Funding. This work was supported by the Ministry of Education of the Republic of Korea and the National Research Foundation of Korea (grants NRF-2018R1A2A3075397 and NRF-2022R1A2B5B01002471) and Korea Centers for Disease Control and Prevention (grants 2004-E71004-00, 2005-E71011-00, 2005-E71009-00, 2006-E71001-00, 2006-E71004-00, 2006-E71010-00, 2006-E71003-00, 2007-E71004-00, 2007-E71006-00, 2008-E71006-00, 2008-E71008-00, 2009-E71009-00, 2010-E71006-00, 2011-E71006-00, 2012-E71001-00, 2013-E71009-00, 2018-P7106-00, and 2021-E0608-00).

Duality of Interest. No potential conflicts of interest relevant to this article were reported.

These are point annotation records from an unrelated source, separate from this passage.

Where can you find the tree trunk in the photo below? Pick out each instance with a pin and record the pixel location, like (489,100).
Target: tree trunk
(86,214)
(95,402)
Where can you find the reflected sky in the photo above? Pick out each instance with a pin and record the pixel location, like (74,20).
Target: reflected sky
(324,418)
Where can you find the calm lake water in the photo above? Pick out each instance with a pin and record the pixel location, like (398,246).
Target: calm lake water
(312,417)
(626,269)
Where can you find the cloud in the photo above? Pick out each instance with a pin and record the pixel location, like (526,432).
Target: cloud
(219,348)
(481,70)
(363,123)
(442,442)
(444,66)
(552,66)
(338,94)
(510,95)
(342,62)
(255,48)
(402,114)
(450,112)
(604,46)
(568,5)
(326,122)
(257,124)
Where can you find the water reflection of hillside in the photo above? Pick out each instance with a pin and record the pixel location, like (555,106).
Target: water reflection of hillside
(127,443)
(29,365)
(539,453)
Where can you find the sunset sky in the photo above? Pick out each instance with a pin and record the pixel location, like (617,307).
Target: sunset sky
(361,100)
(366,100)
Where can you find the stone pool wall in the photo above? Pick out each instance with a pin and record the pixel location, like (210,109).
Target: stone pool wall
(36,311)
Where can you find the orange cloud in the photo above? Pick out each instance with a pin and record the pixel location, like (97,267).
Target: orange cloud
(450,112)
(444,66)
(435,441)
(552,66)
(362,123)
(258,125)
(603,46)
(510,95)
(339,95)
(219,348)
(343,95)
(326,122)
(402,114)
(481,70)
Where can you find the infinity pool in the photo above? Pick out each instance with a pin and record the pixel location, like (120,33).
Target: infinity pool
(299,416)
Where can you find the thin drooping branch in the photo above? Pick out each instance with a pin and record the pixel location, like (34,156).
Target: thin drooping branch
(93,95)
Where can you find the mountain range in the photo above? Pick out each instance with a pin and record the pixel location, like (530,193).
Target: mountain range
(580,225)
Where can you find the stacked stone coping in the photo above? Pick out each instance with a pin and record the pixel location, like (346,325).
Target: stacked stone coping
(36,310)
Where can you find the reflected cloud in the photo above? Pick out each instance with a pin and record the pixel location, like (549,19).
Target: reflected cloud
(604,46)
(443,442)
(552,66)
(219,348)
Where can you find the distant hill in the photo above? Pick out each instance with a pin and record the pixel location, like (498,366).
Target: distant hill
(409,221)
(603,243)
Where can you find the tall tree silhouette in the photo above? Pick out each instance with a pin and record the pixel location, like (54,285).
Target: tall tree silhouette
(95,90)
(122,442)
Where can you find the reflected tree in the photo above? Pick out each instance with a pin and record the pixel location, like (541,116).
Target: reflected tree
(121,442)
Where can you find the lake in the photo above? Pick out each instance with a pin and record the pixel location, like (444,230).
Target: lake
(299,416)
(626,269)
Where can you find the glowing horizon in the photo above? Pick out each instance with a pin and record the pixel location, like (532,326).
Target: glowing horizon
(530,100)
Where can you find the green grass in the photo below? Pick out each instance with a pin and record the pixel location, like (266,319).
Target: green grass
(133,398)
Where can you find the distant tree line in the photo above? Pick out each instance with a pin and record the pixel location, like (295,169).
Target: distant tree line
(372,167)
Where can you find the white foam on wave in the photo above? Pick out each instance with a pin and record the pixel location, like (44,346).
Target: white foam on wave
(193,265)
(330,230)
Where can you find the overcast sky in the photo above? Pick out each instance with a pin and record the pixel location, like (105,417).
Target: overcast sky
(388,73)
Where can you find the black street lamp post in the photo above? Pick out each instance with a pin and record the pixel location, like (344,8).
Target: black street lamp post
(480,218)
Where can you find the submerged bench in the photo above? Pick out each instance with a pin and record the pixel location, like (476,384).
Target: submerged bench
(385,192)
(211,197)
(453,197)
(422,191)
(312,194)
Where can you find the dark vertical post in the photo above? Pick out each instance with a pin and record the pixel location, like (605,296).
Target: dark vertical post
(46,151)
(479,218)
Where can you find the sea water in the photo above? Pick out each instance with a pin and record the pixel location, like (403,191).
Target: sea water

Author Contributions. S.N. contributed to the study concept and design, data analysis and interpretation, manuscript drafting, and discussion. J.E.K., J.C., and J.P. contributed to data acquisition and discussion. A.S., S.-A.L., J.-k.L., and D.K. contributed to the article discussion. J.-Y.C. contributed to the study concept and design, manuscript drafting, and discussion, and is the guarantor of this work and, as such, had full access to all the data in the study and takes responsibility for the integrity of the data and the accuracy of the data analysis.